LLMForge provides configurable support for logging fine-tuning run metrics with Weights & Biases and MLflow starting with llmforge >= 0.5.6

note

The base LLMForge image doesn't come with these logging dependencies. To make use of W&B or MLflow, you must install wandb or mlflow on your Ray cluster. You can also specify these additional requirements in your job config or in the workspace UI. Anyscale also provides the option to build your own image with these additional dependencies on top of the base LLMForge image.

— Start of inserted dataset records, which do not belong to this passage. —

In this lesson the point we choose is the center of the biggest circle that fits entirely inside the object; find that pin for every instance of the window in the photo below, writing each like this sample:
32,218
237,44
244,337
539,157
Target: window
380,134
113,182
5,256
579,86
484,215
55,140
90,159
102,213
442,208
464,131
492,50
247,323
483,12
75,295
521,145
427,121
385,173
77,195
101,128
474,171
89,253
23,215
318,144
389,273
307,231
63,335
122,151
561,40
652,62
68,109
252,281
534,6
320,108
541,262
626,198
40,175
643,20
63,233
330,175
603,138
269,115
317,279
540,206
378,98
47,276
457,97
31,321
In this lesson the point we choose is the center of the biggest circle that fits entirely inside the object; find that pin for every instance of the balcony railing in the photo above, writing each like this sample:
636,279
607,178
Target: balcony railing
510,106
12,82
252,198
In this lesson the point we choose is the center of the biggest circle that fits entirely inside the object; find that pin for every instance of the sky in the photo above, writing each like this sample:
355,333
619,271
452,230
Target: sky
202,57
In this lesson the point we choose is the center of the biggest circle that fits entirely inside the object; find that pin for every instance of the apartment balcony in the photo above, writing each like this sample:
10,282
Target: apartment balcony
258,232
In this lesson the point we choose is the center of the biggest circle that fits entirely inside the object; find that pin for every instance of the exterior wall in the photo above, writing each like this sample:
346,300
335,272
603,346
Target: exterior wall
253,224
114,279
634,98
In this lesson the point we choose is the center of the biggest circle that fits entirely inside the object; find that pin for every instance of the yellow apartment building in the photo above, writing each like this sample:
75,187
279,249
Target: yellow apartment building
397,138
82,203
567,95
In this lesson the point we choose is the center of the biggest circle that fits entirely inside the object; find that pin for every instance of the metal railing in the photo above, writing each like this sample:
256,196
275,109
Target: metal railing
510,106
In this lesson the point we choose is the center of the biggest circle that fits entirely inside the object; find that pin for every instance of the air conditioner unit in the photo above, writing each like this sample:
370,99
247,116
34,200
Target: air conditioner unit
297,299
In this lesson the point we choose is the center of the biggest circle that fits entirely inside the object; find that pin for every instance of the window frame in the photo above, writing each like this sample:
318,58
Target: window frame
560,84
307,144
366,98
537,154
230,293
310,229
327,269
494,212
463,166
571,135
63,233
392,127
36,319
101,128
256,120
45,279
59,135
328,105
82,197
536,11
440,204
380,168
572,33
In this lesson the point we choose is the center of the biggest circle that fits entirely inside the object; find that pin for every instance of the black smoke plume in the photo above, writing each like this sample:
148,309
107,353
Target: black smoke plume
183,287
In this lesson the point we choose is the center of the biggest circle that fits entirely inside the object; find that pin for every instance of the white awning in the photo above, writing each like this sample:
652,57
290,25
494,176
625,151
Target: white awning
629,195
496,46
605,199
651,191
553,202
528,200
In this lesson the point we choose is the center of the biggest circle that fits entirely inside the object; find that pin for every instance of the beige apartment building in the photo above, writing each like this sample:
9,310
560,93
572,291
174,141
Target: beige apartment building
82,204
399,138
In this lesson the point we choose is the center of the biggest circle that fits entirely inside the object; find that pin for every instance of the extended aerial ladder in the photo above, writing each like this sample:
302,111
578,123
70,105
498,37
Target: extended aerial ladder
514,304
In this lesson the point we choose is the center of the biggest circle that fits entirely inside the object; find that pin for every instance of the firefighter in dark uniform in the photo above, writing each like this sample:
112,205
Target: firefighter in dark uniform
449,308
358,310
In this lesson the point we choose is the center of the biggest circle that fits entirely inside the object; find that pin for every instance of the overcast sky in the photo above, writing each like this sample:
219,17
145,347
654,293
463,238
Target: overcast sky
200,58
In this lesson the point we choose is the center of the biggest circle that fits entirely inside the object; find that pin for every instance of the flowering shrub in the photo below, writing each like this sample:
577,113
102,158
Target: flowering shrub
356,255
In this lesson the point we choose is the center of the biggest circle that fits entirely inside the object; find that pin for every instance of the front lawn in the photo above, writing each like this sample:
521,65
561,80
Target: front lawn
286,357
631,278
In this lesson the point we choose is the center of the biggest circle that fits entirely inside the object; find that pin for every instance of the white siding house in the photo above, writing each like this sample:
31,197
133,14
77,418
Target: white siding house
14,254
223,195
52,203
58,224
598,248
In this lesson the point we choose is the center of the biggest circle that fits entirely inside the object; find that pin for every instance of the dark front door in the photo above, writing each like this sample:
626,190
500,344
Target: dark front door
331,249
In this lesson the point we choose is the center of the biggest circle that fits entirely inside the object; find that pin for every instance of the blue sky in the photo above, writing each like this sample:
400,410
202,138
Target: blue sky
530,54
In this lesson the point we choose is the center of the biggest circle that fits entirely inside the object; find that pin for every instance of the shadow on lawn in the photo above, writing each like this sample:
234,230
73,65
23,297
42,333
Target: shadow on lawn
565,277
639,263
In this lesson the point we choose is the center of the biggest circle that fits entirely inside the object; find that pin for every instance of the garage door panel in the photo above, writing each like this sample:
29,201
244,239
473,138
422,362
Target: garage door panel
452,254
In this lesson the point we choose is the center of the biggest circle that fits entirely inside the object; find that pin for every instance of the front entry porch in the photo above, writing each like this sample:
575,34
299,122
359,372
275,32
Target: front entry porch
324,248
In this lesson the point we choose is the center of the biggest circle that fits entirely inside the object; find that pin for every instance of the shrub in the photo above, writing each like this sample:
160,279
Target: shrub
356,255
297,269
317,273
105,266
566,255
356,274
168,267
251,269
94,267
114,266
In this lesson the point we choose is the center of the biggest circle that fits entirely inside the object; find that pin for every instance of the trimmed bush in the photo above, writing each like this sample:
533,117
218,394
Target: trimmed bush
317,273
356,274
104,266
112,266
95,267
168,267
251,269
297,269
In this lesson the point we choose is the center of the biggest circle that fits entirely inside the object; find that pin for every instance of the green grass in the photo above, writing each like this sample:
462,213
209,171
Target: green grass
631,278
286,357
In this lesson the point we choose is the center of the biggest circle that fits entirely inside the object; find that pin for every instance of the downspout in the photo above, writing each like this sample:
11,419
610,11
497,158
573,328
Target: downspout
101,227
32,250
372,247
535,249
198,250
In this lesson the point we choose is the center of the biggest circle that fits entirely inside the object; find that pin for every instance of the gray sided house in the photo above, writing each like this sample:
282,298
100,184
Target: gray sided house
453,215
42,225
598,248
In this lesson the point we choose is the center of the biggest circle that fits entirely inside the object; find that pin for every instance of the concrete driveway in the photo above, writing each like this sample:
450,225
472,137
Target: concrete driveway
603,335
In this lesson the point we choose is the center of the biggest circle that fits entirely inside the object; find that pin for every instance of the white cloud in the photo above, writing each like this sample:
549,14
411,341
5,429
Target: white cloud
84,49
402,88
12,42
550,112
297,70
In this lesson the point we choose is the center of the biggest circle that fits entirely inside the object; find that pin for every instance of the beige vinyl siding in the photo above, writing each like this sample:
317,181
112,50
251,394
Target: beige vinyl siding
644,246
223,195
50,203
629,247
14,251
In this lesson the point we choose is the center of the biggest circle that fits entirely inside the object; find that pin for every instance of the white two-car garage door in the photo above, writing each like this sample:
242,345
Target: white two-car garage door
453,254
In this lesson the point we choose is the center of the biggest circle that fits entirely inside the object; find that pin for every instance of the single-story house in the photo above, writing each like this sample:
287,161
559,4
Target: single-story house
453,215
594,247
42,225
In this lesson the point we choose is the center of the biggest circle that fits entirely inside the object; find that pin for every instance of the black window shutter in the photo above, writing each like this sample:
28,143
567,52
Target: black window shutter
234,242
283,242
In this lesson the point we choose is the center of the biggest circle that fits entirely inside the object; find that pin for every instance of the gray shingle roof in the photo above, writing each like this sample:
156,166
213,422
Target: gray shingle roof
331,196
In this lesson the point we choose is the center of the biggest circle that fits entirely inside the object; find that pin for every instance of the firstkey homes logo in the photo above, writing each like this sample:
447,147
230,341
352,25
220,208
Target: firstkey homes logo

Weights & Biases Integration

To get started with W&B, you can simply pip install wandb which installs wandb across your cluster. If submitting as a job, you must specify wandb as an additional requirement in your job config.

Authentication

You can authenticate by setting the WANDB_API_KEY environment variable. You can use the dependencies tab if using Workspaces as shown in the example below, or by setting WANDB_API_KEY in the env_vars of the JobConfig if submitting a fine tuning run as a job. Enabling Weights and Biases without first setting the WANDB_API_KEY results in an error.

assets

Configuring a fine-tuning run

logger:
provider: wandb
provider_config:
project: llmforge # wandb project (default set to `llmforge`)
group: my_run_group # optional wandb group (default set to model id)
name: my_custom_run_name # optional wandb run name (default set to generated model tag)
tags: # optional list of tags for the run, base model and generated model_tag are included by default
- custom_tag1
- custom_tag2
rank_zero_only: True # logs only on the rank 0 device if True

When starting a fine tuning run using llmforge anyscale finetune, enable W&B logging by setting the logger provider to wandb. Additionally, you can set the provider_config to specify project, group, name, and tags. By default the W&B project is llmforge, and run names are automatically generated. You can also toggle the option to log with W&B on just the rank 0 device, or on all devices by changing rank_zero_only, which is True by default. You can find full config specifications at the API reference, and documentation for W&B at the W&B docs page.

Quickstart

The minimum config change you need to start logging with W&B is to specify wandb as the provider in the logger field.

logger:
provider: wandb

By default the base model and generated model tag are automatically set as tags for the W&B run, and the run name is also set to the unique model tag.

assets

The example below shows the metrics that W&B logs by default:

assets

MLflow Integration

To get started with MLflow, make sure to install the mlflow Python package in the same way as shown for wandb. LLMforge only supports logging metrics with MLflow, and doesn't support logging models with the MLflow model registry.

Authentication

To authenticate with MLflow, set the MLFLOW_TRACKING_TOKEN environment variable using the same instructions as for setting the WANDB_API_KEY.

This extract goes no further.